Type ((( "hello" ))); and press Enter. The parser should generate a deeply nested tree, and the printer should show you the structure: (group (group (group hello))).
Type (123; and press Enter. Your error handling should kick in and report the missing parenthesis: [line 1] Error at ';': Expect ')' after expression.

In the next chapter, we will build out the rest of the precedence ladder to support the full range of arithmetic operators.

7. Challenges

Trace-it

Given the following AST output generated by an AstPrinter, write the exact Python Expr constructor code that generated it.
(* (- 5) (group 10))

Answer

expression = expr.Binary(
    expr.Unary(
        Token(TokenType.MINUS, "-", None, 1),
        expr.Literal(5)
    ),
    Token(TokenType.STAR, "*", None, 1),
    expr.Grouping(
        expr.Literal(10)
    )
)

Add Unary Expressions

The parser currently only understands literals (e.g., 123, "hi", true) and groupings ((...)). In this exercise, you will extend it to support unary expressions like -5 or !true. This is a preview of the recursive descent techniques we will use heavily in the next chapter.
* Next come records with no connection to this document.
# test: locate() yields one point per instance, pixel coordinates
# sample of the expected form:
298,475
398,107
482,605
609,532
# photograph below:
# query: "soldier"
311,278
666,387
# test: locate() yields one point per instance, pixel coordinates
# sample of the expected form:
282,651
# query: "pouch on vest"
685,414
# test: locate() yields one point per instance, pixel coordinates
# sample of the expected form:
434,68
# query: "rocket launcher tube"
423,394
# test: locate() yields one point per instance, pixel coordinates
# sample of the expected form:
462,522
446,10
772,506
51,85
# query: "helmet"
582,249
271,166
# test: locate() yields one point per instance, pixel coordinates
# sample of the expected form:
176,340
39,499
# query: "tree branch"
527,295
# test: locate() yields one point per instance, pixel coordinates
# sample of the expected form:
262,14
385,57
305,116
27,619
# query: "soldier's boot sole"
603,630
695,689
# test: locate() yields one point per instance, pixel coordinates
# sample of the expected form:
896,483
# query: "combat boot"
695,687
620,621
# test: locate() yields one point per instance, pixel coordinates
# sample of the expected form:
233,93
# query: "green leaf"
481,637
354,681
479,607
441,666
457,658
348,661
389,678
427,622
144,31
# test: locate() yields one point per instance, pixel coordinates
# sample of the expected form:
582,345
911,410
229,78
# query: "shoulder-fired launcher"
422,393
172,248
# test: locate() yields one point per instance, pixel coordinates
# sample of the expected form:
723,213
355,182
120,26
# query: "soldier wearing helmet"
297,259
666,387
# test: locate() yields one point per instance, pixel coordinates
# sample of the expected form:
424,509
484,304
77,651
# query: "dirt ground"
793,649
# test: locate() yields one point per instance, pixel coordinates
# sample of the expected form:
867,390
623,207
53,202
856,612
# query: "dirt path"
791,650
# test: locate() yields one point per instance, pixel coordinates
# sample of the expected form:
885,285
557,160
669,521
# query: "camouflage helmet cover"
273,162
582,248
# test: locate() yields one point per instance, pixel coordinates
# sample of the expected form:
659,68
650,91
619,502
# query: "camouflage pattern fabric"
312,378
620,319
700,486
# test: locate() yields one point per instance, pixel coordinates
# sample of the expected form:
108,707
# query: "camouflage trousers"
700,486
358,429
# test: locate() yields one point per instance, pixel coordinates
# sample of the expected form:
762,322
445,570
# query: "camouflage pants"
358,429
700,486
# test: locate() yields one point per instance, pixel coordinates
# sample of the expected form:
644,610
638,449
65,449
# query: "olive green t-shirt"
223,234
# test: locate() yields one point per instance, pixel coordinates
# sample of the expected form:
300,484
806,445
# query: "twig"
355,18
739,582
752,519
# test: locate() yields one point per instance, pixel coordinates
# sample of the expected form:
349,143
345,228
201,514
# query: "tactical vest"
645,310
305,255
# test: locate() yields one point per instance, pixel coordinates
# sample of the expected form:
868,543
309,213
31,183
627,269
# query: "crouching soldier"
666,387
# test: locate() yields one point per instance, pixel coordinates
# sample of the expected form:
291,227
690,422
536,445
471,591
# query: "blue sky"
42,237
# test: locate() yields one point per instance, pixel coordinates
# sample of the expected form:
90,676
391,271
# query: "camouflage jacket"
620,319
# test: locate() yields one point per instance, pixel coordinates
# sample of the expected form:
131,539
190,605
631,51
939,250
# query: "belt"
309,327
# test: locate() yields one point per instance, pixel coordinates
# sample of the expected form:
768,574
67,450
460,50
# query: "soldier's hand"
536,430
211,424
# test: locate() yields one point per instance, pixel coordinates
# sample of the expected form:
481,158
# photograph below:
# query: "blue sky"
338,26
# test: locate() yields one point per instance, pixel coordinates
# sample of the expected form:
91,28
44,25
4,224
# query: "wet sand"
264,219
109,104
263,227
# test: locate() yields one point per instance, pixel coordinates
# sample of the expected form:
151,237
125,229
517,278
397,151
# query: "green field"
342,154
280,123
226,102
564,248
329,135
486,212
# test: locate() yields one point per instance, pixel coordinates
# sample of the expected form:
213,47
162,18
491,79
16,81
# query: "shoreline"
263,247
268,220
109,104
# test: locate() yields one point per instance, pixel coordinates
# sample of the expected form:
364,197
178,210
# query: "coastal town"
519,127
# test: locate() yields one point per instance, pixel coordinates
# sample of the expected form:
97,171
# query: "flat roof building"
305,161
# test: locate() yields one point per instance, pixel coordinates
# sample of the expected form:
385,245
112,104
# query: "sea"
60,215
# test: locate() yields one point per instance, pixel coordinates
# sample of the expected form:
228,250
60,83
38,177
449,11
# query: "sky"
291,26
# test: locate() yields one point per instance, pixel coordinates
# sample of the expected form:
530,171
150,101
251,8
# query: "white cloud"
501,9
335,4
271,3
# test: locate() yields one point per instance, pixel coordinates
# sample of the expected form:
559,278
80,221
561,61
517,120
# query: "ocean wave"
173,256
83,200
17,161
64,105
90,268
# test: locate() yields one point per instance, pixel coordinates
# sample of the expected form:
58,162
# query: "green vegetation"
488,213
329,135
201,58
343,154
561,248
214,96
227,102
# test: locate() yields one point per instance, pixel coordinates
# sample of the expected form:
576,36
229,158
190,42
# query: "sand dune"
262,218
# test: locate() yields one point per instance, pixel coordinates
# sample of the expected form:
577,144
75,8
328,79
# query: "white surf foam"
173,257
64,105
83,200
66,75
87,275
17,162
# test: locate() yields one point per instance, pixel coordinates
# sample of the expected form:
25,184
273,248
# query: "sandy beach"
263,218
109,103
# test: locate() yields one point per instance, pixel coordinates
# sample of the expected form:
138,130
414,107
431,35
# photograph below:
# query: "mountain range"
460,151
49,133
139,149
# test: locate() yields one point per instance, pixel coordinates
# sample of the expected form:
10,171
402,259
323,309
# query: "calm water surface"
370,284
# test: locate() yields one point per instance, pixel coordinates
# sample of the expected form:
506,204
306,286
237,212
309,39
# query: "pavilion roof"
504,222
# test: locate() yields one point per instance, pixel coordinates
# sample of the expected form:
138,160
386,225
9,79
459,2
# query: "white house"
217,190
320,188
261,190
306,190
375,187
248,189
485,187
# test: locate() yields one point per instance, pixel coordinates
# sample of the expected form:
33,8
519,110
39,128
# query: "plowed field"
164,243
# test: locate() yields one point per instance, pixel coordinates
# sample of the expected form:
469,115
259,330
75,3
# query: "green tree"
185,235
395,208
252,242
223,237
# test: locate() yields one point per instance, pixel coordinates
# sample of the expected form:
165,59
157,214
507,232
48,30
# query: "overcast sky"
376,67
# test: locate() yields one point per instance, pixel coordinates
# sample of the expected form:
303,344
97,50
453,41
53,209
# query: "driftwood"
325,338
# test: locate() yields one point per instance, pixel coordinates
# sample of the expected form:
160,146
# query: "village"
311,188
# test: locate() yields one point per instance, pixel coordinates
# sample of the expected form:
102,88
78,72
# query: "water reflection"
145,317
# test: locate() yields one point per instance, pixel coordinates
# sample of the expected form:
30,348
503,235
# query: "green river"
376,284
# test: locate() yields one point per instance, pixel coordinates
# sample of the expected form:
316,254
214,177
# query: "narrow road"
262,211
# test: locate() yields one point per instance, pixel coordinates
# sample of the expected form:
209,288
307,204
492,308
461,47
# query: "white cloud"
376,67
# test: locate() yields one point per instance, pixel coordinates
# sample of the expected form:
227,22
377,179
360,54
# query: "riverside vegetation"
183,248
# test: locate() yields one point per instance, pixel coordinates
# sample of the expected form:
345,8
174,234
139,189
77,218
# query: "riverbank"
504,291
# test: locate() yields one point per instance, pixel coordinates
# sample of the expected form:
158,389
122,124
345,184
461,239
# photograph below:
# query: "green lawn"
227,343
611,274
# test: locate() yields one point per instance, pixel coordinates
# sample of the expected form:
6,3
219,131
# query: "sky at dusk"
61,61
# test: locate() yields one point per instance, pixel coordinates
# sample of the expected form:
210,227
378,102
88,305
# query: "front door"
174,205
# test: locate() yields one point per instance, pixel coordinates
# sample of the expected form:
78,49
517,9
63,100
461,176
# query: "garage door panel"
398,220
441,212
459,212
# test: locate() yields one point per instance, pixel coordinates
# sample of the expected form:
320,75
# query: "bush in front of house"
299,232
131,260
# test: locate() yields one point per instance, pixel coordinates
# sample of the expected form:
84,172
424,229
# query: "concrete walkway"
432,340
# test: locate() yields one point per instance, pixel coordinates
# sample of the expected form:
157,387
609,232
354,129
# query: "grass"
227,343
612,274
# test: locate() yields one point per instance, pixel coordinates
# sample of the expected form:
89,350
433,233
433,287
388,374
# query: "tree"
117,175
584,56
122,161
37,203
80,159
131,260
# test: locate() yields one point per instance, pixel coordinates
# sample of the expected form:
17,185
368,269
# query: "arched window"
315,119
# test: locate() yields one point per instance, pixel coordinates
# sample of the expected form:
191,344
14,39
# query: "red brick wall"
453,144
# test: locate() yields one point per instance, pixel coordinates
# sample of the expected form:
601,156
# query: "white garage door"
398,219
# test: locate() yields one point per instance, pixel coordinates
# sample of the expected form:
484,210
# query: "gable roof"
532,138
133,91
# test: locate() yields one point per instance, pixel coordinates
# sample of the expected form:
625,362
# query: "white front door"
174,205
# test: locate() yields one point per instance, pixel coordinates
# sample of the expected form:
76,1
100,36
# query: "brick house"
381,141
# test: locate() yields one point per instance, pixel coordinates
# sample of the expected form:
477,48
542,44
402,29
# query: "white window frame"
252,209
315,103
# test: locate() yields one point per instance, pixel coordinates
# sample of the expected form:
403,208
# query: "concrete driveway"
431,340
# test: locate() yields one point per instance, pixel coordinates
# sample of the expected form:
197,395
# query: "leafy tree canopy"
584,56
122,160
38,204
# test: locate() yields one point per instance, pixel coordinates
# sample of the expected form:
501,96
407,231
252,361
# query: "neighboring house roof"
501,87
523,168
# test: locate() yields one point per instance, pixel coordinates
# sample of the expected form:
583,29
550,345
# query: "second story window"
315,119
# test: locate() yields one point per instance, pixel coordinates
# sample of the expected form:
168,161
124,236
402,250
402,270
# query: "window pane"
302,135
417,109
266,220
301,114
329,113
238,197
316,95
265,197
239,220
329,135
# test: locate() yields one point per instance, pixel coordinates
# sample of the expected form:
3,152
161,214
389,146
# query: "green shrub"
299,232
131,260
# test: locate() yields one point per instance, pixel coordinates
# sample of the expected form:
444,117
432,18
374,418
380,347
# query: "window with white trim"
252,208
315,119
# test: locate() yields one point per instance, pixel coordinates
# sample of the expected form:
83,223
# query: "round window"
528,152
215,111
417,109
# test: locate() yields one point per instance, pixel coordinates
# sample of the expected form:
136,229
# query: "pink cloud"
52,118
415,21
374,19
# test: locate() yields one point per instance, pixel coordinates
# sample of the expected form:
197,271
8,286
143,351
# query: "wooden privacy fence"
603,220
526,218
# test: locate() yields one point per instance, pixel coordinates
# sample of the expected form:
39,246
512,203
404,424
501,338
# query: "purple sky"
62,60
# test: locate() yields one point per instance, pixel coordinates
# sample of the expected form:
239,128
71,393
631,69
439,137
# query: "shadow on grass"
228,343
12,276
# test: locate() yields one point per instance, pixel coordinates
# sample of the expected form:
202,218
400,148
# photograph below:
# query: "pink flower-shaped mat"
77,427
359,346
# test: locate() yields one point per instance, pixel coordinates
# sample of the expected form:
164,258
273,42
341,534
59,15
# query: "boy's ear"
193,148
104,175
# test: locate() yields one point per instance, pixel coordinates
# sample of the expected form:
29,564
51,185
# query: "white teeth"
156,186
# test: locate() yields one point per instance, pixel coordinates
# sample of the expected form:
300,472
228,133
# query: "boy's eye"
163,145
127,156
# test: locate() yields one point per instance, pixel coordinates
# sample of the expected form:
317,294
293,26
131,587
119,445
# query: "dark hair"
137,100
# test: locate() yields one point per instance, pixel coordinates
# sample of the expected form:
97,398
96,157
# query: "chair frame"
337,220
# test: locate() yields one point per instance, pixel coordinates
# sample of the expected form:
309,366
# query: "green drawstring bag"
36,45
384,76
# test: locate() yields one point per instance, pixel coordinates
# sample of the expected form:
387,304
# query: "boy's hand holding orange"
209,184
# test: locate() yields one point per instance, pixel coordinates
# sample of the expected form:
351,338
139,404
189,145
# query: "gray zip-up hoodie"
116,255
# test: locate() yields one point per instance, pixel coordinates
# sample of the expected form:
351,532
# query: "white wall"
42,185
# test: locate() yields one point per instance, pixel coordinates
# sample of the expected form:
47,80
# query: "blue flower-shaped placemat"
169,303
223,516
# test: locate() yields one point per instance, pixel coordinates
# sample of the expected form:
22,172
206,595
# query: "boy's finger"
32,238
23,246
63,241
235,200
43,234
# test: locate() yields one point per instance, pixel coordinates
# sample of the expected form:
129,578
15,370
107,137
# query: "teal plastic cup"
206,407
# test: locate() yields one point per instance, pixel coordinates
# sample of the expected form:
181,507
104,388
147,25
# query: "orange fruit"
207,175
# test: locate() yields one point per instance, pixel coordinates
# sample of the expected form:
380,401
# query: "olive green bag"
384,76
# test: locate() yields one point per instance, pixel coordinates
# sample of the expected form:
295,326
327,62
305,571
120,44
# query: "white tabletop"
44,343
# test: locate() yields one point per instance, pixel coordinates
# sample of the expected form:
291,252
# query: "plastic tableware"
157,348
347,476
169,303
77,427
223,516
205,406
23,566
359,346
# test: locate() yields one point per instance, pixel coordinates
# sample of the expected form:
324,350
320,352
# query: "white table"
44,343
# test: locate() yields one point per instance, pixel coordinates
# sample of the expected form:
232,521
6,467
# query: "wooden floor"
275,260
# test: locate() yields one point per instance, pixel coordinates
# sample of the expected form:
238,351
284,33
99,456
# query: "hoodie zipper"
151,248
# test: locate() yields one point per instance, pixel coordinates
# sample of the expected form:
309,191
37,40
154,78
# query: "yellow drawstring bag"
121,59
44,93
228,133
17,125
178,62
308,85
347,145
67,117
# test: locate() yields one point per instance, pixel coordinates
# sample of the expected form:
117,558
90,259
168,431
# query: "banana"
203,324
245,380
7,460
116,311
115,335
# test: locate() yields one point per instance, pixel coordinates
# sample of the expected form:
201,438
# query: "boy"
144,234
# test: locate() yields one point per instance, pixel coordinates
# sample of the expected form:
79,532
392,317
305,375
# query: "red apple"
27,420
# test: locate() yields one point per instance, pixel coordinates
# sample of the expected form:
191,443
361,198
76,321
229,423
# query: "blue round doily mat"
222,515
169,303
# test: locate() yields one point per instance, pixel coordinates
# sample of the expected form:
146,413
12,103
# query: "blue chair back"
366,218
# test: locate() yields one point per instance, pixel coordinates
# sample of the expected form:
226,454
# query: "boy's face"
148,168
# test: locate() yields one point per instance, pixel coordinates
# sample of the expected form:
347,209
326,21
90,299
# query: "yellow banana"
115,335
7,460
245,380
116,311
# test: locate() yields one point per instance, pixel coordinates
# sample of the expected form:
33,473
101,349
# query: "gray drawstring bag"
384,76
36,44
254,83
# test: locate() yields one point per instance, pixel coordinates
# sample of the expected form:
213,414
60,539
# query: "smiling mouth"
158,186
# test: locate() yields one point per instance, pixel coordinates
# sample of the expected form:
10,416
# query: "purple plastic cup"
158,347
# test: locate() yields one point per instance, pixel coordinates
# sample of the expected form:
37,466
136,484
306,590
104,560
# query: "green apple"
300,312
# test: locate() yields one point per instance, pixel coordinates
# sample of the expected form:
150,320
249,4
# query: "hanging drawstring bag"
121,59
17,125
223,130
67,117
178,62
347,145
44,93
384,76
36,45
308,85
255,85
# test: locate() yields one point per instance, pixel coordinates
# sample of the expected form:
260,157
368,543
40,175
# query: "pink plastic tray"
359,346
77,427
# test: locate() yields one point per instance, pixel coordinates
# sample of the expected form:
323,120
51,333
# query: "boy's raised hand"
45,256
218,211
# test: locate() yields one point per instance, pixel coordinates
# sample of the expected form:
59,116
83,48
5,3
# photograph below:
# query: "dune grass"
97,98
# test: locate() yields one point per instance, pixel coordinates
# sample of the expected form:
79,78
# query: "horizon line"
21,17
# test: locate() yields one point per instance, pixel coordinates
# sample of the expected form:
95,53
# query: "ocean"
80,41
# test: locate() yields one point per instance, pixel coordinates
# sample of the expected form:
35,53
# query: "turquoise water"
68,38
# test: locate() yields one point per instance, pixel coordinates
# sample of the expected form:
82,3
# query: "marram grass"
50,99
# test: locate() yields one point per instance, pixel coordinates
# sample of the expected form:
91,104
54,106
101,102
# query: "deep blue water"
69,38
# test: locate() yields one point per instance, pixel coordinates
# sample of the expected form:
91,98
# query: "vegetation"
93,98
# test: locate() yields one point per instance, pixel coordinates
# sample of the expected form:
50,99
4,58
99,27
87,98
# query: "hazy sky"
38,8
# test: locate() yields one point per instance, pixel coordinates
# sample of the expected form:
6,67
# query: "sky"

Your goal is to implement the following grammar rules:

expression → unary ;
unary      → ( "!" | "-" ) unary | primary ;

This means that expression should now call unary, and unary will either be a ! or - followed by another unary expression (to handle cases like !!true), or it will fall through to primary if no operator is found.

Implementation Hint

Create a new method unary(self) -> expr.Expr in your Parser class.
Inside unary(), check if the current token is a BANG or MINUS.
- If it is, consume the operator token. Then, recursively call unary() to parse the right-hand operand.
- Construct and return a expr.Unary node.
If the current token is not a unary operator, simply call and return self.primary().
Finally, update your expression() method to call self.unary() instead of self.primary().

Once complete, you should be able to run your REPL and test both simple and nested unary expressions. Typing !false should result in (! false), while a more complex input like !!-123 should produce (! (! (- 123.0))), proving that your parser correctly handles recursive operators.